La langue trop verte du turbulent Alberke lui semblait devoir être maîtrisée, et déjà il veillait aussi à ce que le fameux « petit Parisien », qui était né à l’heure dite et, très vif et tout blond, courait en mollets nus sur ses cinq ans, entendît souvent sous ses jolies « crolles » des sons exacts, des phrases bien faites, « bien assises sur leurs hanches », en un mot du français.

L’enfant mordait d’ailleurs aux bons principes. On eût dit que, comme Aréthuse, la langue de ce petit, conçu à Paris, gardât sa pureté limpide au milieu de nos patois marécageux.

Adolphine contrariait peut-être la méthode mais sans le vouloir ; si elle avait été un moment séduite par le doux parler de France jusqu’à en essayer parfois pour son compte une timide imitation, sa sincérité ne pouvait longtemps s’accommoder d’une telle coquetterie d’emprunt et, bien vite, elle était revenue au vrai et libre idiome qu’elle avait toujours parlé.

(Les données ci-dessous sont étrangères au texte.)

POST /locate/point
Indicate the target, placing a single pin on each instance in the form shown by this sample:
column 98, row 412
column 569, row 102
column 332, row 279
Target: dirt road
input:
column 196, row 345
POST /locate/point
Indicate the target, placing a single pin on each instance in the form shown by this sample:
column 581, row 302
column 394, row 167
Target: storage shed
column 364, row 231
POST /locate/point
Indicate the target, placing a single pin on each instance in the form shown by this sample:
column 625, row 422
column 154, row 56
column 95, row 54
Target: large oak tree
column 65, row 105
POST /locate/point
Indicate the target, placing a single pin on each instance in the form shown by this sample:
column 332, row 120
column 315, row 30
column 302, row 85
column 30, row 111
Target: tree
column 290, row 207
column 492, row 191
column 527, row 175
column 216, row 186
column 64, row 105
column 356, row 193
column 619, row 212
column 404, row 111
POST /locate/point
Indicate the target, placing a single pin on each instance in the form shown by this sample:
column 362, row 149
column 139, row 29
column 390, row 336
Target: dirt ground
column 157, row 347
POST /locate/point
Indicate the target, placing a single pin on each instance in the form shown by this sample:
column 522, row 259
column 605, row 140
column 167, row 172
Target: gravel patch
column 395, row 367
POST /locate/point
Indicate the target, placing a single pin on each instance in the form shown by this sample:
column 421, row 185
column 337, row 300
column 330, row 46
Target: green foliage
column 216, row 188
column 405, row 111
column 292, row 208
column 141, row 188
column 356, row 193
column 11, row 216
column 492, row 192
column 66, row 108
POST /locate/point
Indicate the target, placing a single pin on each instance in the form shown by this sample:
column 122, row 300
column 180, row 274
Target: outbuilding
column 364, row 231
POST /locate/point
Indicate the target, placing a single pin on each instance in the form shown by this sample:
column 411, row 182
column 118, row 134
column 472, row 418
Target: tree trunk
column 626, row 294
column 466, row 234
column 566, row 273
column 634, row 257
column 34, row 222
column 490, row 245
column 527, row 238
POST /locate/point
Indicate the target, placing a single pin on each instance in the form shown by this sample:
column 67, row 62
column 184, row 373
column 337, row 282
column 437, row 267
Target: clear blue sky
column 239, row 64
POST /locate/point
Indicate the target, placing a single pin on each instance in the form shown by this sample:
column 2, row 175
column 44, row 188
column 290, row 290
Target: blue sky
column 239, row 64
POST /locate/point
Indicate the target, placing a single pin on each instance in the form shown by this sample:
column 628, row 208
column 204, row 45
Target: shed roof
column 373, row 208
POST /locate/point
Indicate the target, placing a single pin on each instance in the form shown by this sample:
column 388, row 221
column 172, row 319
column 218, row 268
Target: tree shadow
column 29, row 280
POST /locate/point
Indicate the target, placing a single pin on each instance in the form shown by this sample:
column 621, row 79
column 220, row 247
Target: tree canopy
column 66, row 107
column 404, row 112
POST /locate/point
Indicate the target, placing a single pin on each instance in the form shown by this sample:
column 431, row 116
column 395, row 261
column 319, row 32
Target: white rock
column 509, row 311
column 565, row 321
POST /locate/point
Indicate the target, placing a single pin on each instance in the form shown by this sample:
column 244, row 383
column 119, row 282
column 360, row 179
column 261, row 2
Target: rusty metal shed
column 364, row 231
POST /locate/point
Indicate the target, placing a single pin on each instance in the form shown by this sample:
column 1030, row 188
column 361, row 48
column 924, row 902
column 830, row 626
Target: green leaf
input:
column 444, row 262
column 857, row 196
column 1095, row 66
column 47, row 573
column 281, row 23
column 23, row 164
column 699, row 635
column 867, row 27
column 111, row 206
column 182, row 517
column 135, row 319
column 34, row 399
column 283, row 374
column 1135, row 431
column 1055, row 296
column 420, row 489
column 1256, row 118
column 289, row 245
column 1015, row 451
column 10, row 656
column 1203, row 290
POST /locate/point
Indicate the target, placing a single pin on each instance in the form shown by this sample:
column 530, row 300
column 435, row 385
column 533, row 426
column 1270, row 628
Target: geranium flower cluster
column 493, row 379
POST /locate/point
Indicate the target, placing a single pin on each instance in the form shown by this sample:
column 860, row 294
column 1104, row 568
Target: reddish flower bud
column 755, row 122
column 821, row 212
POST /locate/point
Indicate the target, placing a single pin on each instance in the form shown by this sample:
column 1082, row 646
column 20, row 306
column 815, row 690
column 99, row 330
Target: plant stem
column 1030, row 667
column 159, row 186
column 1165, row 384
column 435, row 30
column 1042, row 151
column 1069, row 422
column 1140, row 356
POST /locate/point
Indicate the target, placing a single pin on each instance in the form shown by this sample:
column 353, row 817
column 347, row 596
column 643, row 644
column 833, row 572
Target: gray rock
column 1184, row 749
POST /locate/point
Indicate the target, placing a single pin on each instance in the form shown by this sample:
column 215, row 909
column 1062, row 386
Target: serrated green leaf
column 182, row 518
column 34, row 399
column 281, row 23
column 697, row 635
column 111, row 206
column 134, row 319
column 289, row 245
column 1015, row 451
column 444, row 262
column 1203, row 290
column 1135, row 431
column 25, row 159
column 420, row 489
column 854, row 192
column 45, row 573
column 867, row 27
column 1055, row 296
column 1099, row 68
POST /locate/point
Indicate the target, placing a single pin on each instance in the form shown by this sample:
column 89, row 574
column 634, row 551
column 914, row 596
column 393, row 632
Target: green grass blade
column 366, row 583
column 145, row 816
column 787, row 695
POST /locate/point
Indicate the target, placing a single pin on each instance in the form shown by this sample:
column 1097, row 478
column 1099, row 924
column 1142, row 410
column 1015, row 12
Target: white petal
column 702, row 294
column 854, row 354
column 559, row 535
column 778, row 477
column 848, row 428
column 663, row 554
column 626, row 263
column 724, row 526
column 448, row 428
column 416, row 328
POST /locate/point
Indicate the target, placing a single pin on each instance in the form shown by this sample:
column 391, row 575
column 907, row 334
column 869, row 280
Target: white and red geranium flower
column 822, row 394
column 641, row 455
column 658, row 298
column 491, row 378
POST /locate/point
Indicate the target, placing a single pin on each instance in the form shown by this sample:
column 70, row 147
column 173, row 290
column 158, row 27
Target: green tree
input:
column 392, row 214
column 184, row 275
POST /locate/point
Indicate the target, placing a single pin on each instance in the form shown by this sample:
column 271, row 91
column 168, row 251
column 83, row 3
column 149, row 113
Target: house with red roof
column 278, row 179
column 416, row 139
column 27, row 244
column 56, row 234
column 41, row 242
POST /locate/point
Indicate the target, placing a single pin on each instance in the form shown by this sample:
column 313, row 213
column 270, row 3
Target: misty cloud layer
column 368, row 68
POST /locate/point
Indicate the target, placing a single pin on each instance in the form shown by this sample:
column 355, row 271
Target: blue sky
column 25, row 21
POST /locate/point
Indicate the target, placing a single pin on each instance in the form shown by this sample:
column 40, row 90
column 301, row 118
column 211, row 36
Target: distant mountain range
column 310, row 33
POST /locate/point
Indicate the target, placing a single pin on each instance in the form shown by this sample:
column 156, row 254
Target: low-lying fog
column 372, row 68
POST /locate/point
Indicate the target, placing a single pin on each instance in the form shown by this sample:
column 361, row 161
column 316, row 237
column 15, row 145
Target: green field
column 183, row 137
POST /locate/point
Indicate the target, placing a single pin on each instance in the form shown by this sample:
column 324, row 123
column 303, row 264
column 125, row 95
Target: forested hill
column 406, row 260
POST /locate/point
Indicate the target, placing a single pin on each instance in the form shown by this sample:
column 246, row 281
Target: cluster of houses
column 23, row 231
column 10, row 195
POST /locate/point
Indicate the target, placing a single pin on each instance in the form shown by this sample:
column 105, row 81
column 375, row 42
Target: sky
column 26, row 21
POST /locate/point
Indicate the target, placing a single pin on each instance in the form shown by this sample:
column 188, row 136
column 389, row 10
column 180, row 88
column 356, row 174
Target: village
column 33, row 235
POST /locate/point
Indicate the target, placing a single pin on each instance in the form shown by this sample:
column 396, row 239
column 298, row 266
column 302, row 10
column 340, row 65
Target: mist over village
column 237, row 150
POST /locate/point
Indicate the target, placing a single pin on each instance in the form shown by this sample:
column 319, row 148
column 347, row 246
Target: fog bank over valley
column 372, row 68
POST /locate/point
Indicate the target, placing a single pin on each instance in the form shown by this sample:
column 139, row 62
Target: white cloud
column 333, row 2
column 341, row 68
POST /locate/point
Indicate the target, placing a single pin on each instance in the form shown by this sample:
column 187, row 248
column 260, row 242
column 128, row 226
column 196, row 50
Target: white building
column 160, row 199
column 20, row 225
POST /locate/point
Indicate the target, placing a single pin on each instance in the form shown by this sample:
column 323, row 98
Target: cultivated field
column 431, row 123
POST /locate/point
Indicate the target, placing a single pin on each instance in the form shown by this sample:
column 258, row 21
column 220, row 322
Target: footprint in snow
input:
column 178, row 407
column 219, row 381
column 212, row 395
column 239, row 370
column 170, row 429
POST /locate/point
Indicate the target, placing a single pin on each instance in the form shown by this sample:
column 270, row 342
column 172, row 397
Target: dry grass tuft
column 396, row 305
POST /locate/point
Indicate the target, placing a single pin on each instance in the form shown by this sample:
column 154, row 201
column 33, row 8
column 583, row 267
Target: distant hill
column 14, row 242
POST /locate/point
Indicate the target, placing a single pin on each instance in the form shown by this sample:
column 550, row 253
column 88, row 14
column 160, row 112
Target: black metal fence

D’ailleurs, celui-ci n’était pas dépourvu d’une certaine grâce dans sa jolie bouche ; il s’harmonisait en quelque sorte avec sa beauté robuste qu’il relevait d’un piquant, d’un sel, enfin de ce charme subtil qui se comprend mieux qu’il ne se décrit.

Donc Alberke et Hélène continuaient, en fait de grammaire, à subir des influences diverses, si bien que malgré l’intervention énergique mais assez intermittente de leur père — qui ne craignait rien tant que de chagriner sa chère femme — on n’eût pu encore prédire quel dialecte ailé habiterait un jour sur leurs lèvres…

Bien qu’Hippolyte travaillât avec grande application, il n’avait rien pourtant du bloqueur hâve et têtu qui ne cesse de ressasser ses cours tout le long de l’année ; il ne s’absorbait pas dans ses livres au point de ne pouvoir donner de bonnes heures à ses amis et à ses goûts littéraires. Il savait s’évader de l’étude pour fréquenter les réunions estudiantines, se distraire à leurs gais propos comme à leurs ardentes petites querelles de politique et d’art.

Son âme était altruiste, pour employer un vilain mot qui évoque une si belle chose. Aussi, dès sa rentrée à Bruxelles, s’était-il enrôlé dans les rangs d’un conservatoire fantaisiste, bataillon de charité qui se dévouait à l’  « Œuvre du Grand Air pour les petits ». D’ordinaire, la jeunesse n’est pas si prompte à s’émouvoir devant l’enfance misérable…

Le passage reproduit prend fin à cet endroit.